Dopo che il gip minorile ha disposto il carcere per i sei minorenni, la stessa misura cautelare è stata confermata per i due maggiori di 18 anni. Gli indagati sono accusati delle vessazioni condotte nei confronti di Antonio Stano, il pensionato morto lo scorso 23 aprile
I due maggiorenni coinvolti nell'indagine sulle violenze compiute ai danni di Antonio Stano, il 66enne di Manduria morto il 23 aprile scorso, restano in carcere. Nonostante il gip del Tribunale di Taranto non abbia convalidato i fermi (ritenendo non sussistente il pericolo di fuga), ha emesso nei loro confronti un'ordinanza di custodia cautelare in carcere. Nel farlo, il giudice ha quindi condiviso il quadro accusatorio della Procura, anche in relazione al reato di tortura. Stessa decisione è stata adottata ieri dal gip minorile che ha mandato in carcere i sei minorenni perché “potrebbero inquinare le prove o ripetere gesti violenti”.
“Stano braccato dai suoi aguzzini”
"Stano è stato fatto oggetto di un trattamento inumano e degradante, braccato dai suoi aguzzini, terrorizzato, dileggiato, insultato anche con sputi, spinto in uno stato di confusione e disorientamento, costretto ad invocare aiuto per la paura e l'esasperazione di fronte ai continui attacchi subiti e, di più, ripreso con dei filmati (poi diffusi in rete nelle chat telefoniche) in tali umilianti condizioni", scrive il gip del Tribunale ordinario, Rita Romano. I filmati, continua il giudice, “erano divenuti merce di scambio tra i diversi giovani che li ricevevano sui loro telefoni o vi si imbattevano in Internet". "Non vi è dubbio” che queste condotte sono state "perpetrate in danno di un soggetto affetto da disabilità mentale che viveva in un evidente stato di abbandono, di disagio sociale e che, pertanto, versava in un chiaro stato di minorata difesa", è la conclusione del gip.

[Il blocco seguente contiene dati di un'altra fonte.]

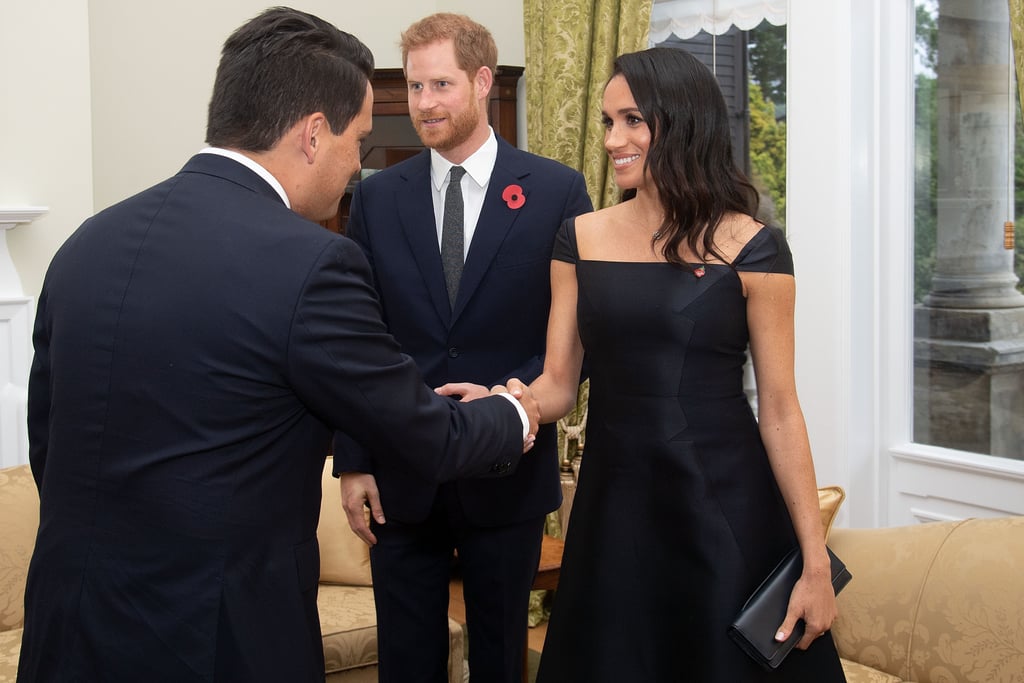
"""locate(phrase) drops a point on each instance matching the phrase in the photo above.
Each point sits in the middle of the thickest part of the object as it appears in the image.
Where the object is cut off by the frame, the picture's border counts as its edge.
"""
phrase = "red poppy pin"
(513, 197)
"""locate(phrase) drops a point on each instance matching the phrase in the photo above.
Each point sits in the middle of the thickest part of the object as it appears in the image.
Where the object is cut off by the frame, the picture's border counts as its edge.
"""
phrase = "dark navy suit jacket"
(197, 345)
(497, 329)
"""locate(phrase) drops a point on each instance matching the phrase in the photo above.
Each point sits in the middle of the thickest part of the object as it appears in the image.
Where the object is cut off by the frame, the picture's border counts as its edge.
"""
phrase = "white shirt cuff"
(522, 414)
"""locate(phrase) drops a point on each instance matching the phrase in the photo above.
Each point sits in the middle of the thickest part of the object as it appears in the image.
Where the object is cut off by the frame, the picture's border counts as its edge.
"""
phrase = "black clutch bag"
(754, 629)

"Pestaggi con bastoni sincronizzati e rodati"
I pestaggi con i bastoni, scrive ancora il gip, avevano "un sincronismo che induce a ritenere che si trattasse di un sistema ormai rodato e ben noto a ciascuno dei partecipanti". Dai filmati e dalle indagini compiute dalla Polizia emerge - rileva il giudice - che uno degli indagati "mostra una certa disinvoltura nel fare ingresso per primo all'interno dell'abitazione della vittima dove tutti gli aggressori, in maniera fulminea, raccolgono dei bastoni che si trovano già presso l'appartamento in questione e, senza attendere neppure un secondo, all'unisono incominciano l'azione aggressiva". Secondo il giudice, il gruppo dei giovani ora in carcere "tormentava Antonio Stano con continue vessazioni". Stano "da anni - prosegue il gip - era oggetto di atti di dileggio e di angherie di varia natura, dagli insulti agli atti vandalici in danno della sua abitazione, più volte violata da gruppi di giovani che vi avvicendavano nell'infierire" contro di lui, "agli atti di violenza fisica e verbale effettivi (calci, pugni, schiaffi, percosse con bastoni, sputi) o soltanto simulati per incutere disorientamento, timore e disperazione nella persona offesa".
Indagati “inaffidabili e senza freni inibitori”
Per i motivi citati, il gip ritiene quindi “la misura della custodia cautelare in carcere” come “adeguata alla gravità dei fatti, avendo gli indagati dimostrato notevole inclinazione alla consumazione di reati, totale inaffidabilità e completa assenza di freni inibitori", scrive, parlando della necessità di "garantire le esigenze di tutela della collettività stante la personalità dei due indagati". Secondo il giudice, i nuclei familiari dei due "hanno dato prova di incapacità a controllare ed educare i due giovani", da qui la decisione di escludere la concessione degli arresti domiciliari per il rischio che comportamenti simili si ripetano.
Le vessazioni nei confronti del 66enne
Gli otto giovani sottoposti a fermo dalla polizia per la morte del pensionato sono stati sentiti ieri durante gli interrogatori per la convalida dei fermi. Dopo l’incontro con gli inquirenti, i loro difensori hanno detto che i ragazzi sono "dispiaciuti" delle atrocità commesse e filmate ai danni del 66enne. Episodi che si sono ripetuti a lungo nel tempo e di cui in molti, in città, sapevano. L’uomo, che soffriva di un disagio psichico, è stato aggredito in strada e in casa più volte. Vessazioni che venivano spesso filmate e condivise in una chat di gruppo.